Verizon backtracked in 24 hours. That was smart and cut its losses, ending the immediate crisis. But it did nothing to change Verizon’s image as an insensitive behemoth so out of touch with its customers that it would consider such a face slap to begin with. What were they thinking?
We’ll never know the answer. So what’s worth addressing here is the art of the apology.
This, according to the New York Times, is what a Verizon spokesman said Friday about the reversal:
“The company made the decision in response to customer feedback about the plan, which was designed to improve the efficiency of those transactions.”
Where I hang my coat most days, we teach Talk Human. Let’s start with translating this dry, unfeeling statement from a company that just alienated thousands of its customers into something sensitive and helpful. It might go like this:
“Verizon made a mistake. We apologize to our customers who were rightfully offended or angered by this decision, which was made in the company’s best interests and those of our shareholders. We did not, however, take into consideration how unfair this would appear to our customers. We value our customers, understand and accept their feedback and therefore moved quickly to kill this fee. We now plan to work hard to regain our customers’ trust and allegiance.”
Not perfect, but at least you can hear a heart beating inside.
Everyone makes mistakes. Smart companies admit them, publicly smack themselves in the forehead with their palm, apologize, and move on. This will not be a major setback for Verizon. The company can monitor its contract renewals over the next few months and measure the effect. It might offer a few rebates and discounts and start an ad campaign to make amends.

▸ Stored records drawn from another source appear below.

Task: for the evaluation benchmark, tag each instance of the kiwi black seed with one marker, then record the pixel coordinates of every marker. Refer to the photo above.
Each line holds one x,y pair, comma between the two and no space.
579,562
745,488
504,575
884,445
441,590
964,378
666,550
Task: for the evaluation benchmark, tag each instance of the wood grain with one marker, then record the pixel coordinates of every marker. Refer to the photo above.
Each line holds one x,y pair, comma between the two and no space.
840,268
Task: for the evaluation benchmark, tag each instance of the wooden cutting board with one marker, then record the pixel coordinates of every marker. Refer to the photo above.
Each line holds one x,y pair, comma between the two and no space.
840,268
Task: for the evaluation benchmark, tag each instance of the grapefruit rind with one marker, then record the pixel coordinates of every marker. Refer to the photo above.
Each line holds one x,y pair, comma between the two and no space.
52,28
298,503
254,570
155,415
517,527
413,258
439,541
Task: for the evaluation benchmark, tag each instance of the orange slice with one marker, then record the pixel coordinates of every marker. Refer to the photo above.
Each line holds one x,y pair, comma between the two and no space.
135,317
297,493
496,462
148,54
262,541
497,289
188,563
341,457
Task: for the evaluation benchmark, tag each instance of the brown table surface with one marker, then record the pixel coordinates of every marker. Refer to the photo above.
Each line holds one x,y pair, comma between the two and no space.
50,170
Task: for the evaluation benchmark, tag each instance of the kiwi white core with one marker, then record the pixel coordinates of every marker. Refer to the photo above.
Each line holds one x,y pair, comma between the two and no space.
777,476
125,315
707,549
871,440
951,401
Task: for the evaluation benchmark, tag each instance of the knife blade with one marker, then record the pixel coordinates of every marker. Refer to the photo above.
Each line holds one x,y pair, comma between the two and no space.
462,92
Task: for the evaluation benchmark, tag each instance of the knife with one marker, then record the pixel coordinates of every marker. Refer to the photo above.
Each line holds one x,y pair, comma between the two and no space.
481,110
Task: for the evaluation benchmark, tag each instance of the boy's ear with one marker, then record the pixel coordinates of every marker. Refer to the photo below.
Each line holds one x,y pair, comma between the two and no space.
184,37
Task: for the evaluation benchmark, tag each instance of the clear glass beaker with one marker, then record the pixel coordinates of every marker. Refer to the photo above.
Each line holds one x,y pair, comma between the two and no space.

But, most important, the failure to apologize represents another company’s failure to benefit. Handed, admittedly by its own misguided decision-making, an opportunity to lead, to stand tall, it instead slouched behind a mealy-mouthed statement of PR double-speak.
When you shoot your customers in the foot, apologize, take responsibility for your reckless stupidity, offer help and compensation, institute rules preventing such foolishness in the future — and do it publicly. That way everyone sees your blush, not your bluster, and you communicate your humanity and sensitivity, not your robotic defensiveness.